I yield to you! You're right I was associating the Hcl/Cl method as poor mans AR. I know I have a lot more to learn just like anyone starting out in this field/hobby. I've finished Hoke through the first time but will probably have another go around at that and Vol I & II. I used the last of my Testing solution and have some more on order, and so I will be doing some more research before moving on. As I said in my other post this is my first refining after many recoverys. Just trying to figure out why the smb is not dropping anything out as of yet.
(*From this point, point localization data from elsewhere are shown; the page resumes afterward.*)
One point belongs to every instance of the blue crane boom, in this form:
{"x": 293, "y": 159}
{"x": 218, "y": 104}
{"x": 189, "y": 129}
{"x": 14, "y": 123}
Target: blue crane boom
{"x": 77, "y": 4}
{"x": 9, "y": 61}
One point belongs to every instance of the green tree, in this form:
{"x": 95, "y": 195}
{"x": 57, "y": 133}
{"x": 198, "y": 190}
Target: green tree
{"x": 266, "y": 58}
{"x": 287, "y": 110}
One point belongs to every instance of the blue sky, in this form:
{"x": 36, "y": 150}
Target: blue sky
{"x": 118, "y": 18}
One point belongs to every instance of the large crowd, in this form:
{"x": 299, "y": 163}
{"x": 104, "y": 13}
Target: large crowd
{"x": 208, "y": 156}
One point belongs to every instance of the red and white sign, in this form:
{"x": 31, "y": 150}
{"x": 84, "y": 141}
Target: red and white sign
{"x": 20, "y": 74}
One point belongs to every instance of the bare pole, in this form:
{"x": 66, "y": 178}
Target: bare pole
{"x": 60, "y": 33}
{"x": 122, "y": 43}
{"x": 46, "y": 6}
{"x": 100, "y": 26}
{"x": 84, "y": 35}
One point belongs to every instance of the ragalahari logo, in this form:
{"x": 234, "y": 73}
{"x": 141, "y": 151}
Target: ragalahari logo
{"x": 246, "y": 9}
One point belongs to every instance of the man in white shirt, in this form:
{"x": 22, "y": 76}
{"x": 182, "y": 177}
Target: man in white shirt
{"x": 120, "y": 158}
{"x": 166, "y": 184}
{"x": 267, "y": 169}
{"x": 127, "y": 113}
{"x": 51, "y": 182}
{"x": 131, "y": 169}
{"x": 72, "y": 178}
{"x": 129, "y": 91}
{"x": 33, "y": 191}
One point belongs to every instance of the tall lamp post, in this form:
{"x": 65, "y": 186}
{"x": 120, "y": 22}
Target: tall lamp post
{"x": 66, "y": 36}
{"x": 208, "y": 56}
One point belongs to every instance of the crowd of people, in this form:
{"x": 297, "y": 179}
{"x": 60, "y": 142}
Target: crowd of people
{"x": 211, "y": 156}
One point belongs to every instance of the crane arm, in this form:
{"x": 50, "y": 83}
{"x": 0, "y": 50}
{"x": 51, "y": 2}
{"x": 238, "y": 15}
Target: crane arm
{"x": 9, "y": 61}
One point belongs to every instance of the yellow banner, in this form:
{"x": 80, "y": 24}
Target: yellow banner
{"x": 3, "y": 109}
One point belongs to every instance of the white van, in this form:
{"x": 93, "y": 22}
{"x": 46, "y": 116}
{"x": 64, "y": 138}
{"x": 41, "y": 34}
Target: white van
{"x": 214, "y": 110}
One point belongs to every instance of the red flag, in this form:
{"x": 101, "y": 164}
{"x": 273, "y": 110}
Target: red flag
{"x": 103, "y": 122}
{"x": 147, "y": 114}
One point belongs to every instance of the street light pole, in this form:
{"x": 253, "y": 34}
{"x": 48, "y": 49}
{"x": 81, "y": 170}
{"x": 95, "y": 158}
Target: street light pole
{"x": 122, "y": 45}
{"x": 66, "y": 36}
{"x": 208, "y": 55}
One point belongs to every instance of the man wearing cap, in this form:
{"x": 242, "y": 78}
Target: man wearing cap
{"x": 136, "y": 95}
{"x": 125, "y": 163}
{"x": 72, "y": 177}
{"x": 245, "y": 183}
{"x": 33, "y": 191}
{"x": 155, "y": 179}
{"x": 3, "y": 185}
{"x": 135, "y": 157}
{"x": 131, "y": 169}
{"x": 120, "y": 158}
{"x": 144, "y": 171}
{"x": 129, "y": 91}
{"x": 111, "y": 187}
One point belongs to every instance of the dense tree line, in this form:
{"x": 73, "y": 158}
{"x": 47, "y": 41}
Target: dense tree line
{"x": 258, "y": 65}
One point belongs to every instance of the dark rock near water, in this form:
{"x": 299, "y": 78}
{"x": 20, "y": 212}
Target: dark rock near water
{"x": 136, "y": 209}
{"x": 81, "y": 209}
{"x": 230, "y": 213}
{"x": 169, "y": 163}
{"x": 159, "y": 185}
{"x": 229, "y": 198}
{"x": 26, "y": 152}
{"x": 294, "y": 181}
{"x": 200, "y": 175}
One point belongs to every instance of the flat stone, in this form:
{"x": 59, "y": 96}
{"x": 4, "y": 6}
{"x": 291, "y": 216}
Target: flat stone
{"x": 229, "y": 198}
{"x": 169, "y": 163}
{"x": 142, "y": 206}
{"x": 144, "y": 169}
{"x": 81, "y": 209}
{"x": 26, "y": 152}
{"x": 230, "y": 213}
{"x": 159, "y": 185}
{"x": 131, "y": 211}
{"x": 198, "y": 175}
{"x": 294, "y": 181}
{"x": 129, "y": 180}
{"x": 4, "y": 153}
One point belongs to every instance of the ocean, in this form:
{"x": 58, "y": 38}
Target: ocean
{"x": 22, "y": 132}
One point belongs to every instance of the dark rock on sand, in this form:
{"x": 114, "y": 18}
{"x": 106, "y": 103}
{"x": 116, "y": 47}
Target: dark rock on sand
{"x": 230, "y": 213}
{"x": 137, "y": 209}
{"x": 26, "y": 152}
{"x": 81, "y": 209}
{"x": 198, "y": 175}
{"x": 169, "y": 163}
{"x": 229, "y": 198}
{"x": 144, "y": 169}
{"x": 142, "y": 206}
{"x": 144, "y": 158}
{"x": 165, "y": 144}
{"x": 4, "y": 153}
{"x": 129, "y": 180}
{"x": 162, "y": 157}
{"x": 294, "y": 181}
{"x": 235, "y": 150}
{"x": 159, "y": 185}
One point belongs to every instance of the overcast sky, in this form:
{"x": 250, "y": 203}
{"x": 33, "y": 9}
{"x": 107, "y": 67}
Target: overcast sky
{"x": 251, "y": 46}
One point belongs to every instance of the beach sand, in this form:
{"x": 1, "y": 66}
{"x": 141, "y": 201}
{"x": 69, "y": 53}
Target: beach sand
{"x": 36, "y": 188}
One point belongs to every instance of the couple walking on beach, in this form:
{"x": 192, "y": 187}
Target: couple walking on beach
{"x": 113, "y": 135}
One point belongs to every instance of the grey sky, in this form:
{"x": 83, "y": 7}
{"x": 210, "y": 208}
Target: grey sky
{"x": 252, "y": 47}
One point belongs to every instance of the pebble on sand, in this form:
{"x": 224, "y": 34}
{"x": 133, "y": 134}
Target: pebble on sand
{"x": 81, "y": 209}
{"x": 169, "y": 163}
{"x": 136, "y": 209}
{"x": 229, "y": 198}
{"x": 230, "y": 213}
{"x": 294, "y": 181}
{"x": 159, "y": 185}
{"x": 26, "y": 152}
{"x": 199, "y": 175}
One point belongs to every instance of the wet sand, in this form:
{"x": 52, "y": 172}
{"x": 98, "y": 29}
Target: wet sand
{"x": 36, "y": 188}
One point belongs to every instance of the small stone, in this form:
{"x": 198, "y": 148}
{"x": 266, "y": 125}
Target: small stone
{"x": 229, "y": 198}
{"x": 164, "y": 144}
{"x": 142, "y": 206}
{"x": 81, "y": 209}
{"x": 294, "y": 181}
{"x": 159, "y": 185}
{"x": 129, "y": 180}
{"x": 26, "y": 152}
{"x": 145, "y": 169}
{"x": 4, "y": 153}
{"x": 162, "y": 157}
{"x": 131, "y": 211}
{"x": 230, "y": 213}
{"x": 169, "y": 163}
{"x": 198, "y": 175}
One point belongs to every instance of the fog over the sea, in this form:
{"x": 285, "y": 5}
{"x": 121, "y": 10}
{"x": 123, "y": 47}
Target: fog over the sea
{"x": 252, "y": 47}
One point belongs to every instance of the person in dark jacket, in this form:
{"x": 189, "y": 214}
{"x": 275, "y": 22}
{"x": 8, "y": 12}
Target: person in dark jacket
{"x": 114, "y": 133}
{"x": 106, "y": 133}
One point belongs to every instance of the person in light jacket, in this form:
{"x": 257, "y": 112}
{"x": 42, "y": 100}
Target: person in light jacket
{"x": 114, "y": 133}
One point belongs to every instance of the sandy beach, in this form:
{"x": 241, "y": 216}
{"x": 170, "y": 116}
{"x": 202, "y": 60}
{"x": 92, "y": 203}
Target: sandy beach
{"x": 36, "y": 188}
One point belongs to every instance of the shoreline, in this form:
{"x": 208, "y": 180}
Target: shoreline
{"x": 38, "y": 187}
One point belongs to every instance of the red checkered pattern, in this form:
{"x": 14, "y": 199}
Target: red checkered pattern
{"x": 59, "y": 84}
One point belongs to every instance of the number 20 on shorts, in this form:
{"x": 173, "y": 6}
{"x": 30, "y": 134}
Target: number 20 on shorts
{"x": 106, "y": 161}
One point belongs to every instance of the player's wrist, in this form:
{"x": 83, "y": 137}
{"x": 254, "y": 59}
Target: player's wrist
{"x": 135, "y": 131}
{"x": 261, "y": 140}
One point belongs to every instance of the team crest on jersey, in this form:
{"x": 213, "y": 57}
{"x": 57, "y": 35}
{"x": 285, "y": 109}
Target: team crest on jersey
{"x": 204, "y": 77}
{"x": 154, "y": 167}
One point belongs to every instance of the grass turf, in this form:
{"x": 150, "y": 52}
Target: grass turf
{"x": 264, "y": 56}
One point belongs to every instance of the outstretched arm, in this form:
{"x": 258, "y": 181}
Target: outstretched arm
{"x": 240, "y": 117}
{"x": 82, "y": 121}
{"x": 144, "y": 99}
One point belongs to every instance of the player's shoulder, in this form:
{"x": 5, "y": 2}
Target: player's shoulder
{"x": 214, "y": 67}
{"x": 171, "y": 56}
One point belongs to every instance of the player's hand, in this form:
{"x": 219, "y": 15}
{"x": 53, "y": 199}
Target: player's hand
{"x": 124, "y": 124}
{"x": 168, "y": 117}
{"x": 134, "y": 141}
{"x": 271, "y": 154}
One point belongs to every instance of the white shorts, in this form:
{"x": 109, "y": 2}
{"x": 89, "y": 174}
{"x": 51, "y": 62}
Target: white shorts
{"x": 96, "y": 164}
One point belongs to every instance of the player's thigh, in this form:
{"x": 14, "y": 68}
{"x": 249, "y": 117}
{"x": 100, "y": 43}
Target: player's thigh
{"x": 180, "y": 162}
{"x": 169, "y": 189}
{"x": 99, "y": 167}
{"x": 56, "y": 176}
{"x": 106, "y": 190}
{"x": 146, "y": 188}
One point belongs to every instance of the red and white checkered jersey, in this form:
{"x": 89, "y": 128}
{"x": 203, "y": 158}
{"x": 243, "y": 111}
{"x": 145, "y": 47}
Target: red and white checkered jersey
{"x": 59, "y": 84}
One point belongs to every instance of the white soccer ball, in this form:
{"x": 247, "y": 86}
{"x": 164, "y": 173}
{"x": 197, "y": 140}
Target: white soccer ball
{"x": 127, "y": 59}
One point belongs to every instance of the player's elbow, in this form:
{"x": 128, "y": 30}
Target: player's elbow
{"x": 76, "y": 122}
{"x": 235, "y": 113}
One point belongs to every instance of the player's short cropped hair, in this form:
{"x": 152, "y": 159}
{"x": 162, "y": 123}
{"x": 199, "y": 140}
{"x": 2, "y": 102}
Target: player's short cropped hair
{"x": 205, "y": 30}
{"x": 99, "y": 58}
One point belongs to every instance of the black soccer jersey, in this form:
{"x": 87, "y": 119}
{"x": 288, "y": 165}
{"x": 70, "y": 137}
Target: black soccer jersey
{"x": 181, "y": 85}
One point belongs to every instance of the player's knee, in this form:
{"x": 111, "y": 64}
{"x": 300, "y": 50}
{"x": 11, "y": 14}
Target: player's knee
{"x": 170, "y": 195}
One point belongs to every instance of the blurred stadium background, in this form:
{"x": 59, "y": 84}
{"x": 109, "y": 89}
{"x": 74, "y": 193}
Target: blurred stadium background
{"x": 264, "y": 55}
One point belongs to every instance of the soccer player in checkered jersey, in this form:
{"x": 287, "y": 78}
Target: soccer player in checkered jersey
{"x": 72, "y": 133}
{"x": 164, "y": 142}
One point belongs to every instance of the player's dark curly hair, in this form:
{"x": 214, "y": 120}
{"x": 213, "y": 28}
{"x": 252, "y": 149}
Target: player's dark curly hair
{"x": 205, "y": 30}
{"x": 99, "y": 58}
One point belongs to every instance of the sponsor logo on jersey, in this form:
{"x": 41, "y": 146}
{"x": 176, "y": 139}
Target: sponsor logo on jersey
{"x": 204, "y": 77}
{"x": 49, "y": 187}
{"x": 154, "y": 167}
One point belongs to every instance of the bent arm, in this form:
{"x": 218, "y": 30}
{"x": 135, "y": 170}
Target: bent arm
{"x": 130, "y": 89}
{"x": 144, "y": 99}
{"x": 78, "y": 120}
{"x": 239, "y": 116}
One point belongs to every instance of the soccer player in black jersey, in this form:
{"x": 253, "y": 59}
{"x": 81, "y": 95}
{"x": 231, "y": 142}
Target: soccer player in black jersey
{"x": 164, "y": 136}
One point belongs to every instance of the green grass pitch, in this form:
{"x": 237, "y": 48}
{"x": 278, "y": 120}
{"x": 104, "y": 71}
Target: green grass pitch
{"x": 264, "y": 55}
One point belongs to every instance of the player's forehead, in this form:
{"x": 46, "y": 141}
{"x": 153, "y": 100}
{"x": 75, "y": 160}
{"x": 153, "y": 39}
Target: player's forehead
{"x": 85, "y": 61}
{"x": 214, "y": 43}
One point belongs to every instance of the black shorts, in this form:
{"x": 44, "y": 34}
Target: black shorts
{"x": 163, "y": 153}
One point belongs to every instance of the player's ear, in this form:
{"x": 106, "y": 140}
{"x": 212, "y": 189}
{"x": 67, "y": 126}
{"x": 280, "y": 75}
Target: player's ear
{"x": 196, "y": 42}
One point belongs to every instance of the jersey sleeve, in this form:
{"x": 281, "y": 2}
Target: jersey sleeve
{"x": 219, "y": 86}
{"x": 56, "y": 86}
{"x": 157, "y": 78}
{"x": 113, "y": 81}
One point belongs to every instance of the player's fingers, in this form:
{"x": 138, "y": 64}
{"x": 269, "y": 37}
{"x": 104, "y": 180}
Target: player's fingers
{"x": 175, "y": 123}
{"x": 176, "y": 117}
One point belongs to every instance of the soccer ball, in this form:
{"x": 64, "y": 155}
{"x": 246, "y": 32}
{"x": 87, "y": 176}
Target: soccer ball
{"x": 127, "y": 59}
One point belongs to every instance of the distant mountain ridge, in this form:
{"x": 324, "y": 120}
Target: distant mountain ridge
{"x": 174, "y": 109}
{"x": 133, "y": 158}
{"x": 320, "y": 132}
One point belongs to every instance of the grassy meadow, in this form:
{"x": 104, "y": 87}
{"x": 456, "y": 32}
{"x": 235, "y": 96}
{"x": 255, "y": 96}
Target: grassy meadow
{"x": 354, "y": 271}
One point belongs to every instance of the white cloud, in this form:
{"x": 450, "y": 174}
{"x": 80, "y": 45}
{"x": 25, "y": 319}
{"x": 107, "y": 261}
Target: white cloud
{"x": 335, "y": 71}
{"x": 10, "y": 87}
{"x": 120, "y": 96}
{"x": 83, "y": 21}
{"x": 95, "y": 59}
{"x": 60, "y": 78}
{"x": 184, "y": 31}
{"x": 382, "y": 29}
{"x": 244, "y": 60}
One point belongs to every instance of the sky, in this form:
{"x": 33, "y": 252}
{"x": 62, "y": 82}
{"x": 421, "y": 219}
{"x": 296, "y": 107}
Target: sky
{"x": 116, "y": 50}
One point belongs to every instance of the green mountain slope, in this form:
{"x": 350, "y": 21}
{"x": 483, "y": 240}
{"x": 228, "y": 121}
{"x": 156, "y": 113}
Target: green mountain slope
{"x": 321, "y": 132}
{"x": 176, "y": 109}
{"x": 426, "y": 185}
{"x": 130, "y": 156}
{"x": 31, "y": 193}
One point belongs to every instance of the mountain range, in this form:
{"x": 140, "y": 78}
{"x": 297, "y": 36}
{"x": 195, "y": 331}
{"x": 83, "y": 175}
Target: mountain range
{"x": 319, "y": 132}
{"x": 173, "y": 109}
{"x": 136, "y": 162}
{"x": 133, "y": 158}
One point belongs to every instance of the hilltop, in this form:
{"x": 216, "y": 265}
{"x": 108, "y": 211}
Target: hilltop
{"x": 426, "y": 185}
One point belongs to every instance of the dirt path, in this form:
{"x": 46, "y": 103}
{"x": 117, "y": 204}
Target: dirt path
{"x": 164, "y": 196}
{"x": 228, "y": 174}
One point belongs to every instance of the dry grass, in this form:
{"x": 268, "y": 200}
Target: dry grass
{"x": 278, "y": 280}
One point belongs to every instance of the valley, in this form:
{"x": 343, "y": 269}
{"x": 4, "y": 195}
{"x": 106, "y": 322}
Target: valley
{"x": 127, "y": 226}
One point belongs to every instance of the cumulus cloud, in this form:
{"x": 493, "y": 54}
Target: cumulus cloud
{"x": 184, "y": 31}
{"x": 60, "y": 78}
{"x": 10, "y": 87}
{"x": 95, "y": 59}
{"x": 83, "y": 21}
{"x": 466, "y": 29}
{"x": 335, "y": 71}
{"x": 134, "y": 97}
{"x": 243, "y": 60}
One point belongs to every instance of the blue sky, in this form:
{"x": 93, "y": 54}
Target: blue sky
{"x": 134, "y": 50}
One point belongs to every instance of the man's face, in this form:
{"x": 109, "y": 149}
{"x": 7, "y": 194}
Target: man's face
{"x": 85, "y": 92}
Thanks for the help!


----------



## mls26cwru (Jul 18, 2013)

one thing that I have found that helps me see the minuscule amounts of dropped gold is to take a spoon or knife and GENTLY stir the solution... it doesn't take much but you should see the fine layer of precipitated metal draw into the middle of the beaker. be careful though, too much stirring will unsettle what has precipitated and throw it back into the liquid you are trying to separate it from and you will have to wait for it to settle again.


----------



## steyr223 (Jul 19, 2013)

Hey people how is everyone in the head today?
To the op
You said " this is my first refining after many recovery's ,"

Question : did you only try to refine only part of your foils

Like geo said (i think it was geo) foils are very decceiving 
I had a 5 gal bucket when tipped so all the foils (no solution but slightly moist) 
Would gather to one spot ,my entire hand would dissapear to the wrist
This was only 7 grams and like you came from many recovery's

Hope this helps
Steyr223 rob


----------



## Rprepublic (Jul 19, 2013)

Very well could be, but I'm pretty sure there's still gold in solution. My stannuous chloride came in today so I will see here pretty soon. It was four boards 10" x 4'' completely plated on one side and 1/4 on the other, a couple cell phone boards and 1/4 pound of trimmed fingers and maybe a few milligrams came out. I'm thinking a little more than that should come out. Well see.


----------



## steyr223 (Jul 21, 2013)

Depending on if the boards you put in were
Some military or specilized sound testing boards
(Most of the time 98% of the plated boards are only
1 micron)you probaly wont see motr than 1/2 gram of 
Au
Now about the powders after smb can be very deceiving
I have seen a pinch (seemed like 1/4 gram) melt into
2-3 grams and i have seen enough to fill 1/2 tsp melt
Into less than 1 gram
Steyr223 rob


----------